Улицы оживились. Люди наслаждаются более мягкой погодой. Из тумана, заполняющего пространство между домами, выныривают человеческие фигуры и снова исчезают. Каждый уверен, что весна в этом году наступит своевременно. Всех охватила беспричинная радость.
Я шагнул в туман и исчез. Я был спокоен, как после принятия важного решения. Пусть письмо ищет своего адресата.
* * *
Наше путешествие в Африку относится к тем событиям моей жизни, которые имели наименьшее сходство с ожидаемым. Африка велика. Тутайн, желая меня ослепить, пообещал сотню тысяч девушек. На деле мы почти не увидели эту землю, познакомились лишь с отдельными ее жителями.
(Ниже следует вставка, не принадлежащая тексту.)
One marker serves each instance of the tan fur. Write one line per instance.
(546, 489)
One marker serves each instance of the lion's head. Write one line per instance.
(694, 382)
Я начну с представлений юношеской поры. В период, когда я только перешагнул порог физической зрелости, мысли часто переносили меня на этот континент. Я имел о нем лишь те приблизительные сведения, какие можно по крупицам собрать из прочитанного в книгах. Жители этой жаркой земли, негры, всегда являлись в моих грезах как что-то меньшее, чем люди, напоминающее скорее чудесных животных. В таком их ранжировании, честное слово, нет никакой дискриминации. Когда я думаю о самых прекрасных животных, о лошадях, на душе у меня становится печально и спокойно, как если бы я таил в себе чистую страсть — страсть к этим незлобивым существам, к аромату их благословенной плоти, к чуду мягкой шкуры, которое можно постичь только через веру, а не посредством изучения анатомии. Сближая негров с этими избранными существами, я следовал склонности своего духа и своего чувственного восприятия — симпатизировать всему простодушному. Но мне бы и в голову не пришло считать, скажем, миллиарды азиатов или только жителей островов Океании чем-то по сути отличным от собственной моей экзистенции. Я бы в любом случае полагал, что между нами существуют только градационные различия — в том, что касается знаний или тех или иных качеств; я бы, может, испугался негибкого, но высокоразвитого духа какого-нибудь ученого китайца… и устыдился бы собственной телесности, если бы навстречу мне засияло безупречное тело балийца. Я бы с сожалением подумал о недостатках своего воспитания и образования; но сохранил бы уверенность, что моя человеческая природа вполне может приспособиться к человеческой природе этих других; более того — что собственные мои суждения о справедливости и достойном поведении каким-то образом дополняют обычаи этих чужеземцев.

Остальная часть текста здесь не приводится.